Abschiebung im Abseits

PROTEST Demonstrantinnen fordern in Berlin ein Ende der Abschiebepraxis – doch in der Krise finden sie kaum Gehör

VON SEBASTIAN KEMPKENS
UND JONAS SCHAIBLE

Jens-Uwe Thomas rückt seine Kappe zurecht, die Sonne blendet. „Abschottung ist zu einem europäischen Projekt geworden“, sagt der Sprecher des Flüchtlingsrats Berlin. „Auch Deutschland bauen wir zur Festung um. Hier haben wir ein Abschiebegefängnis direkt vor der Haustür“.

Grünau, Samstag, 15 Uhr: Neben dem 45-Jährigen demonstrieren etwa 130 Menschen gegen Abschiebung und für die Schließung des Grünauer Abschiebeknasts. Dort sitzen durchschnittlich 70 bis 90 Inhaftierte ein, Tendenz sinkend. Denn immer weniger schaffen es ins gelobte Land „Europa“.

Zur Demo wurden 500 Teilnehmerinnen erwartet, noch nicht einmal die Hälfte ist gekommen. Massen bewegt das Problem nicht. Weil die Finanzkrise Deutschland beschäftigt, finden andere Themen kaum Beachtung. „Die Abschiebeproblematik war schon immer schwer in die Politik zu bringen; die Krise macht das noch schwieriger“, sagt Evrim Baba. Die 38-jährige Kurdin ist Mitglied der Linksfraktion im Berliner Abgeordnetenhaus und hat den Protestzug angemeldet. Sie selbst ist im Alter von acht Jahren mit ihrer Familie aus der Türkei geflüchtet.

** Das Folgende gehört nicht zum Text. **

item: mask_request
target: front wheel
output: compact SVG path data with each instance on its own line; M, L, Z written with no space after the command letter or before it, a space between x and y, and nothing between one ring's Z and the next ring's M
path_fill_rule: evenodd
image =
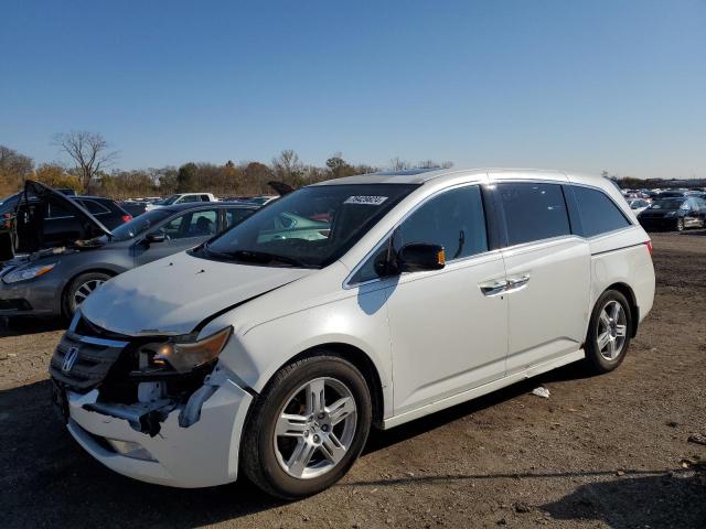
M304 358L280 369L255 402L242 468L274 496L317 494L353 465L371 422L370 389L355 366L329 354Z
M598 299L586 337L586 360L597 374L616 369L625 358L632 333L632 313L625 296L608 290Z
M677 218L676 219L676 230L677 231L684 231L684 219L683 218Z
M71 319L86 298L109 279L110 276L105 272L87 272L76 277L62 300L64 315Z

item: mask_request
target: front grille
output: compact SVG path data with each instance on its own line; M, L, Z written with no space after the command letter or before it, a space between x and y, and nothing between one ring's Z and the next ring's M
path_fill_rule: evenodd
M50 374L69 389L82 393L89 391L106 378L126 345L127 342L77 336L69 331L54 350ZM66 355L74 348L77 350L76 359L64 370Z

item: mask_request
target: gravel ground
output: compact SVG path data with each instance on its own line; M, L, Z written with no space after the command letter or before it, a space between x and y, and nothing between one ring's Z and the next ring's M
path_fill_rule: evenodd
M14 527L706 527L706 231L653 237L654 310L614 373L567 366L387 432L335 487L280 503L121 477L49 401L60 324L0 327L0 512ZM552 396L528 393L539 384Z

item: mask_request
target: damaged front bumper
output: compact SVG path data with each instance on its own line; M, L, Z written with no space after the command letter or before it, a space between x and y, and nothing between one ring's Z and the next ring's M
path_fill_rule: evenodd
M129 477L174 487L233 482L253 396L223 371L214 378L185 404L110 404L98 401L97 389L67 391L68 431L96 460ZM153 421L158 433L150 435Z

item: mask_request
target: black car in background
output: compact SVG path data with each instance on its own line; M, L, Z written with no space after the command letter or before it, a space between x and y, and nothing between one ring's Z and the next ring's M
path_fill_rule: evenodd
M83 231L82 220L76 216L75 210L66 205L57 202L47 202L44 199L46 186L35 182L28 182L25 191L9 196L0 204L0 219L3 220L6 227L9 227L10 219L28 215L29 212L36 212L36 219L32 226L32 230L40 235L41 248L50 248L61 240L78 239ZM55 192L55 190L52 190ZM61 194L66 196L68 201L82 206L90 213L103 226L108 229L132 220L132 215L121 208L115 201L100 196L87 195L67 195L62 191ZM71 204L71 203L68 203ZM33 213L34 215L34 213ZM41 225L41 226L40 226Z
M638 215L646 230L706 227L706 201L696 196L656 198Z
M26 230L13 235L15 248L33 249L0 264L0 315L71 316L111 277L199 246L259 207L227 202L178 204L109 230L68 197L49 188L38 191L51 206L72 210L81 219L82 233L46 249L39 249Z

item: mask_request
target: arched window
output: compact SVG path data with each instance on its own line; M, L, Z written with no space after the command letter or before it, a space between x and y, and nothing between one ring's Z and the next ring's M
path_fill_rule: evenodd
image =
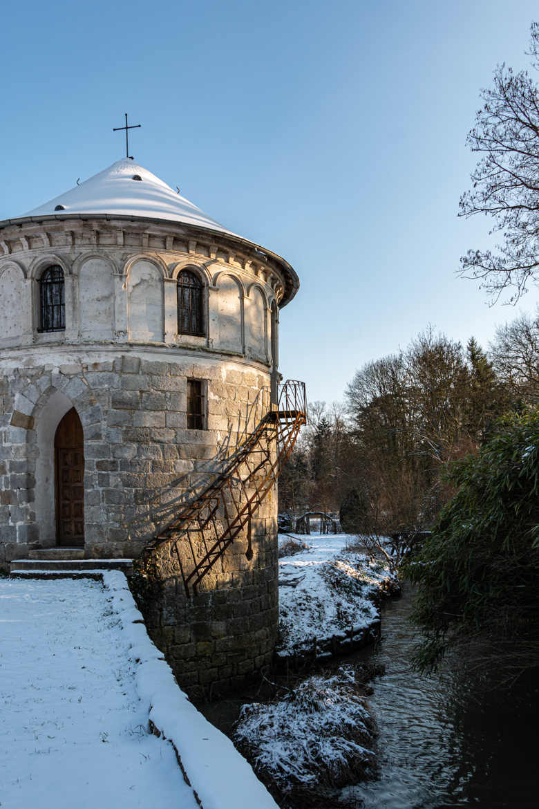
M48 267L40 278L40 332L65 328L64 271L57 264Z
M179 334L204 334L203 292L199 277L183 269L178 276Z

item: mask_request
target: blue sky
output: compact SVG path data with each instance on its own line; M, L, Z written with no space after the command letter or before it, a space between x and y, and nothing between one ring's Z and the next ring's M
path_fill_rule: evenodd
M330 402L363 363L427 324L483 345L532 311L489 308L459 256L488 222L457 218L465 136L497 62L528 66L537 3L274 0L2 11L0 219L131 154L301 287L280 366ZM537 74L539 78L539 74Z

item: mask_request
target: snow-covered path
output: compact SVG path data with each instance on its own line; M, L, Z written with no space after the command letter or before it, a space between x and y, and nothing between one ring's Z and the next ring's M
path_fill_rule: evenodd
M99 582L0 580L2 809L196 809Z

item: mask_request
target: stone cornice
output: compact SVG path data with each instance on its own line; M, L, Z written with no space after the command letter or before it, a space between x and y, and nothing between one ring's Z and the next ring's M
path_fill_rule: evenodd
M269 284L280 307L292 300L299 287L295 271L276 253L240 236L162 219L79 214L6 219L0 222L0 244L5 256L49 248L121 246L213 260Z

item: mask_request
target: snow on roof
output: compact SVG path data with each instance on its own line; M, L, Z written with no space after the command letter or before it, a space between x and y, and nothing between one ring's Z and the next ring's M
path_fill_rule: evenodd
M143 166L124 158L44 205L17 218L55 214L114 214L166 219L232 231L212 219Z

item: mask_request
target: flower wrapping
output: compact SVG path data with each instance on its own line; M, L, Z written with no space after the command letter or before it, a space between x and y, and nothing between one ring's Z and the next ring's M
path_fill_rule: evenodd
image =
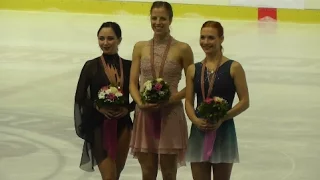
M121 89L117 86L109 85L102 87L98 92L96 105L101 108L124 104L124 97Z
M143 103L161 103L168 101L171 96L170 88L167 82L162 78L148 80L144 83L144 89L141 92L141 100ZM161 109L149 113L149 127L152 136L156 139L161 134Z
M144 89L141 92L141 99L143 103L167 101L170 96L171 92L169 85L162 78L146 81L144 83Z
M221 97L205 99L197 108L201 118L210 123L217 123L229 110L229 103Z
M120 87L109 85L98 91L98 99L95 100L95 103L98 108L116 109L118 105L123 105L124 101ZM102 125L102 146L112 159L117 157L117 124L117 119L105 119Z

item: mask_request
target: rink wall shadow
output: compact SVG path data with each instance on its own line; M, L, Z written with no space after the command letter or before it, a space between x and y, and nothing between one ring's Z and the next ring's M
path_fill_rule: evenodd
M268 9L256 7L175 4L175 17L225 20L260 20L261 12L281 22L320 23L320 10ZM0 9L19 11L71 12L111 15L149 14L150 2L108 0L1 0ZM270 15L269 15L270 14ZM275 16L275 17L273 17Z

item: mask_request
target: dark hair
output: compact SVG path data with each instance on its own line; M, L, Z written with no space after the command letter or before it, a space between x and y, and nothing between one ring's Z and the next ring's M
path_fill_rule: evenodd
M97 36L99 36L99 32L101 31L102 28L111 28L114 31L114 33L116 34L118 39L122 38L121 28L120 28L119 24L117 24L116 22L111 22L111 21L104 22L100 26L100 28L97 32Z
M152 3L151 8L150 8L150 15L151 15L151 12L154 8L162 8L162 7L168 11L169 20L172 21L172 18L173 18L172 6L170 3L166 2L166 1L154 1Z
M219 38L224 37L224 30L223 30L223 27L222 27L220 22L218 22L218 21L206 21L205 23L203 23L201 29L205 28L205 27L211 27L211 28L217 29ZM221 50L223 49L222 46L220 46L220 48L221 48Z

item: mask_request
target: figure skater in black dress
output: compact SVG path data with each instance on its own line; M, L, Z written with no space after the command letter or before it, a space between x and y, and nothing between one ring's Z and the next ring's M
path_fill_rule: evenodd
M75 93L75 129L84 140L80 168L94 171L93 167L98 165L103 180L118 180L128 155L130 112L135 107L133 101L129 102L131 61L118 55L121 28L117 23L103 23L97 36L103 54L84 64ZM94 102L98 91L111 83L121 85L125 105L99 109Z

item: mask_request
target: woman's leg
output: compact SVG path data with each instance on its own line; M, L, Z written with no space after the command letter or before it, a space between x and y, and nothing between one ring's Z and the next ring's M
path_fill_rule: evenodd
M232 172L232 163L219 163L213 165L214 180L230 180Z
M177 155L161 154L160 167L163 180L176 180L177 178Z
M191 163L192 177L194 180L210 180L212 164L208 162ZM215 179L216 180L216 179Z
M119 180L120 174L126 164L128 151L129 151L130 138L131 138L131 130L128 127L125 127L120 134L120 137L118 140L118 146L117 146L118 148L117 160L116 160L117 180Z
M142 170L142 180L156 180L158 175L158 155L139 152L137 156Z
M111 158L107 157L102 146L101 128L96 128L94 131L93 155L97 161L98 168L102 180L116 180L117 168L116 163Z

Etwa 85 Prozent aller Asylanträge werden hierzulande abgelehnt. Jährlich schiebt die Bundesrepublik etwa 30.000 Ausländerinnen ab. Die Hiergebliebenen treibt es oft in die Illegalität: „Diese Menschen müssen schwarzarbeiten, um sich über Wasser zu halten“, erklärt Baba. Flüchtlinge treffe die Krise schneller als andere, ihnen werde leichter gekündigt.

Hilflosigkeit oder Kalkül?

„Deutschland selektiert: Humanitäre Härtefälle werden nur auf Leistungsfähigkeit geprüft“, sagt Jens-Uwe Thomas. Der Politikwissenschaftler ist ein besonnener Mensch. Eigentlich. Doch geht es um das Abschiebegefängnis, wird er energischer. Es müsse erst etwas anbrennen, sagt er, sonst gehe es nicht voran. So wie 2003, als über 60 Häftlinge in den Hungerstreik traten. Oder 2008, als sich ein Tunesier im Grünauer Abschiebegewahrsam umbrachte. „Seitdem hat sich zumindest etwas an den Haftbedingungen geändert“, sagt Thomas.

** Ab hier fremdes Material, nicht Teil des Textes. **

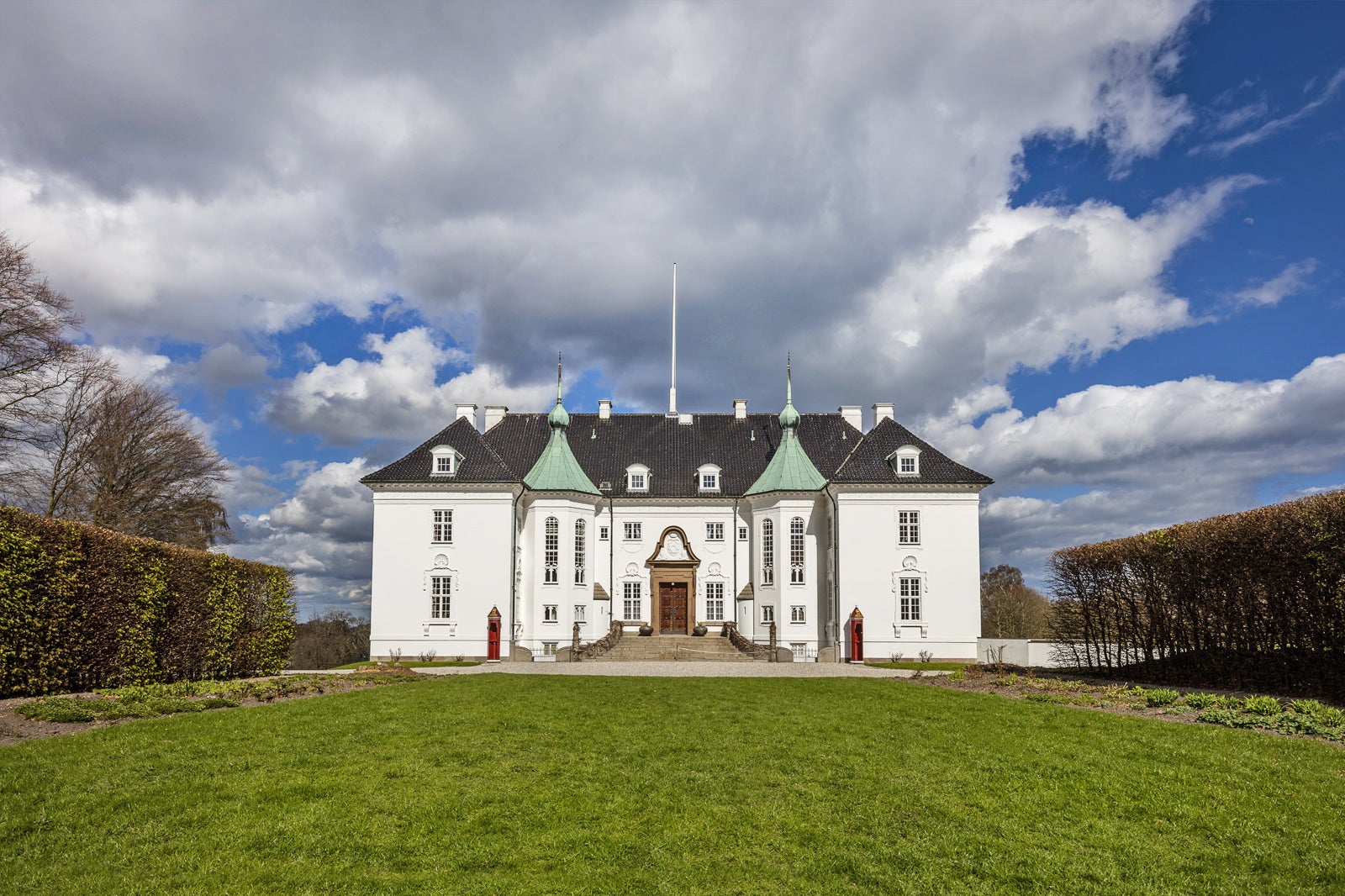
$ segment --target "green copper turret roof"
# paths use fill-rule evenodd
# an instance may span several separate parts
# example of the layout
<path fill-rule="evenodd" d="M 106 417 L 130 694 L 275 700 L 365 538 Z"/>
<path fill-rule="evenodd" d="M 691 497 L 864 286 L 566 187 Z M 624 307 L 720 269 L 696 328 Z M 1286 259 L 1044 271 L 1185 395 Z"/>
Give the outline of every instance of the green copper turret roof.
<path fill-rule="evenodd" d="M 580 461 L 570 451 L 570 440 L 566 431 L 570 426 L 570 416 L 561 404 L 561 365 L 555 363 L 555 406 L 546 414 L 546 422 L 551 426 L 551 437 L 542 449 L 542 456 L 537 459 L 533 468 L 523 476 L 523 484 L 537 491 L 580 491 L 586 495 L 601 495 L 593 480 L 584 474 Z"/>
<path fill-rule="evenodd" d="M 784 366 L 784 410 L 780 412 L 780 447 L 771 456 L 757 480 L 744 495 L 764 495 L 768 491 L 818 491 L 827 484 L 826 476 L 808 457 L 799 441 L 799 412 L 794 409 L 794 382 L 791 362 Z"/>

Dennoch: Ob aus Hilflosigkeit oder Kalkül, Europa bekämpft nur Symptome. Statt strukturelle Lösungsansätze zu schaffen, werden Mauern erhöht, Überwachungssysteme perfektioniert. 2004 beauftragte die EU die Agentur Frontex unter anderem mit dem Schutz ihrer Außengrenzen und der Rückführung illegaler Einwanderinnen. Seitdem gibt es Patrouillenschiffe von Frontex vor den Küsten, auch die Abschiebung der vorige Woche aus Berlin ausgeflogenen 104 Vietnamesinnen finanzierte die Grenzschutzagentur.

Weitere Neuerung: das Zuständigkeitsrecht „Dublin II“. Nach der „Erststaatenregelung“ werden Flüchtlinge in den EU-Staat zurückgeführt, in dem sie zuerst ihren Asylantrag gestellt haben. Kommt etwa eine Tschetschenin über Polen nach Deutschland, bearbeiten die Behörden den Fall gar nicht erst, Polen ist als „Erststaat“ zuständig: Der Flüchtling muss zurück. In vielen Staaten aber fehlt es an Strukturen für Flüchtlingsbetreuung. „Seit Frontex und Dublin II nimmt Deutschland immer weniger Menschen auf. Gleichzeitig sollen Abschiebegefängnisse abschrecken“, sagt Thomas.

Umsetzbare Vorschläge für Verbesserungen sucht man jedoch auch auf der Demo vergeblich. Nur in einem Punkt sind alle einig: So wie jetzt kann es nicht weitergehen. Denn verdrängen sollte man diese Krise nicht.